Mistral AI has officially released Mistral OCR 4, a next-generation document-understanding model engineered specifically for enterprise data pipelines. Shifting far beyond basic plain-text extraction, the model specializes in mapping the exact visual and structural anatomy of complex files, natively supporting 170 languages across 10 distinct language groups.

1. Beyond Text: Structural Document Intelligence
While previous OCR generations focused strictly on translating an image or page into raw text and tables, OCR 4 maps a document’s entire layout. It breaks a document down into a highly detailed, programmatic map by returning three critical layers of data:
- Bounding Boxes: The model identifies and outputs exact pixel coordinates ($x, y$ layout mapping) for every single recognized element, allowing downstream software to localize and highlight text natively.
- Typed-Block Classification: OCR 4 automatically categorizes sections based on their functional role—separating titles, tables, mathematical equations, signatures, and images into structured Markdown or JSON.
- Inline Confidence Scores: It calculates precise confidence metrics at both the individual page and word levels, making it easy for enterprise compliance systems to flag low-confidence text for human-in-the-loop review.
2. Global Linguistic Coverage & Low-Resource Strengths
Natively multimodal, the architecture supports 170 languages. On Mistral’s internal Crawl Multilingual evaluation, the model recorded top marks across eight primary language zones, demonstrating its strongest performance gains in complex scripts and traditionally low-resource languages:
- Western & Eastern Europe: Full support for dense layouts in Germanic, Romance, and Slavic languages (e.g., Finnish, Romanian).
- Middle East & Asia: High accuracy across Arabic, Hebrew, Chinese, and East Asian scripts.
- Specialized Regional Scripts: Marked performance improvements in handling South Asian scripts, including Hindi, Bengali, Gujarati, Tamil, Malayalam, Kannada, and Telugu.
┌──► PDF, Word (DOC), PowerPoint (PPT), and OpenDocument
│
[Enterprise File Ingestion] ┼──► 170 Languages & Specialized Scripts (e.g., Arabic, Hindi)
│
└──► Structured Markdown / JSON Output (with Bounding Boxes & Block Types)
3. High-Throughput & Single-Container Self-Hosting
Unlike massive, general-purpose frontier models that carry immense latency and cost when used for simple document scanning, OCR 4 is uniquely compact and fast.
- The Compliance Vault: For organizations operating under strict data-sovereignty, privacy, or legal restrictions (such as healthcare, defense, or banking), enterprise clients can deploy OCR 4 as a fully self-hosted, single-container solution.
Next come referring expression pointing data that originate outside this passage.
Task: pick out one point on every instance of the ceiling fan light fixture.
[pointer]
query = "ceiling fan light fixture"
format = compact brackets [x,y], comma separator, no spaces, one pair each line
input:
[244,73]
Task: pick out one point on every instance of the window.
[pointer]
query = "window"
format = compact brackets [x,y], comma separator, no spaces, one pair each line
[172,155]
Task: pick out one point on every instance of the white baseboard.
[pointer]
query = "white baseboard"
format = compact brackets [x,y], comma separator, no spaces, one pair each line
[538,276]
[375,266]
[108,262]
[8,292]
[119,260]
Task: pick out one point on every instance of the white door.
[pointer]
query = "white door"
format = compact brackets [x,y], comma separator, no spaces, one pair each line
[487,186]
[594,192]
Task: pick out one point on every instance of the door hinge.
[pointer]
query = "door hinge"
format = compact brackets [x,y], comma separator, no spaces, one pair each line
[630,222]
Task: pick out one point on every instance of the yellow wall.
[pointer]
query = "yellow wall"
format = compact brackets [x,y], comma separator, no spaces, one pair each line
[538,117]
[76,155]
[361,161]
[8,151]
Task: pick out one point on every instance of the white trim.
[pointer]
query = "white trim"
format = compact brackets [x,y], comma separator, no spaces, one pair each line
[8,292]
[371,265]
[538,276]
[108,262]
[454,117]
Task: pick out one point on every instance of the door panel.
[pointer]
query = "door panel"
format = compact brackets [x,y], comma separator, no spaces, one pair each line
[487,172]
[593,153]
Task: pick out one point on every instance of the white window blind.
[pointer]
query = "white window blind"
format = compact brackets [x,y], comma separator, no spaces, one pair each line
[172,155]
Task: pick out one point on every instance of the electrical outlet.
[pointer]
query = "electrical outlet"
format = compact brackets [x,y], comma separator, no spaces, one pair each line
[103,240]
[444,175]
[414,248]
This ensures sensitive files never leave the company’s internal server architecture.
- The Ingestion Pipeline: The model is integrated directly as the primary ingestion component of the newly launched Mistral Search Toolkit (currently in public preview), feeding structured, citation-ready data straight into Retrieval-Augmented Generation (RAG) and domain-specific search frameworks.

4. Benchmark Performance & Commercial Pricing
In blind head-to-head testing conducted by independent annotators across 600-plus real-world documents in over a dozen languages, reviewers preferred Mistral OCR 4 over leading enterprise document-AI competitors 72% of the time. It also claimed the top overall spot on the public OlmOCRBench with a score of 85.20.
Standard API Pricing ──► $4.00 per 1,000 pages
Batch API Discount ──► $2.00 per 1,000 pages
Full Document AI ──► $5.00 per 1,000 pages
The model is live and universally available via Mistral’s API, Mistral Studio, Amazon SageMaker, and Microsoft Foundry, with a native Snowflake integration scheduled to roll out in the coming weeks.